Briefing journalists after a four-hour closed-door meeting with the ACB in Lilongwe, PAC chairperson the Reverend Felix Chingota said while strides have been made in terms of fighting corruption, there is still more to be done, including making the bureau a commission to allow independent undertaking of business.

PAC vice-chairperson Osman Karim (L) and Brother Saiti Jambo, executive director of Quadria Muslim Association of Malawi talk after the meeting

He said: “We, as PAC, would like to advance a reform on transforming the bureau into a commission, with its commissioners serving as a board which will cushion the director from interfacing too much with authorities. This will be in addition to reforming the ACB in terms of removal of the ACB director; this is our proposal which can be rejected or accepted.”

ACB director general Reyneck Matemba has since welcomed the PAC suggestion, but said it was not necessarily the idea of a commission that would define the output, but the performance matters.

He said: “Personally, I feel the idea is good, but even if we are to become a commission and we do like we do, it won’t change. The output has to be seen.
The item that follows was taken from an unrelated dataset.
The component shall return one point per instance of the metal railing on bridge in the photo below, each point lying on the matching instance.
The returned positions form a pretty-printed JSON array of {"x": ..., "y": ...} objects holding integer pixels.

“Currently, we are told what to do because of the nature of our organisation. So, the idea of a commission is welcome.”

The ACB’s current reporting mechanism is that it reports to Parliament, the President and Cabinet as well as Ministry of Justice and Constitutional Affairs.

But PAC said the reporting arrangement at times tends to jeopardise the work of the bureau.

Chingota said PAC’s independence and political-will are crucial in the fight against corruption.

During the country’s first National Anti-Corruption Conference held in April 2017, there were calls to trim presidential powers in the appointment and firing of key officers, but President Peter Mutharika and Minister of Justice and Constitutional Affairs Samuel Tembenu dismissed the proposals.

Since the establishment of ACB, Malawi has registered strides in terms of its record index and the bureau has had positive progress of the public’s awareness levels of the dangers and evils of corruption.

The 2010 Governance and Corruption Survey showed that the percentage of the population that consider corruption as a major constraint to development had increased to 79 percent from 59 percent in 2005.

Apart from proposing a reform on the commission, PAC also discussed with ACB the issue of the involvement of the President in the Malawi Police Service K2.7 billion food rations scandal exposed through a leaked ACB investigations report that showed that a supplier deposited K145 million into a Democratic Progressive Party (DPP) account at Standard Bank whose sole signatory is the President.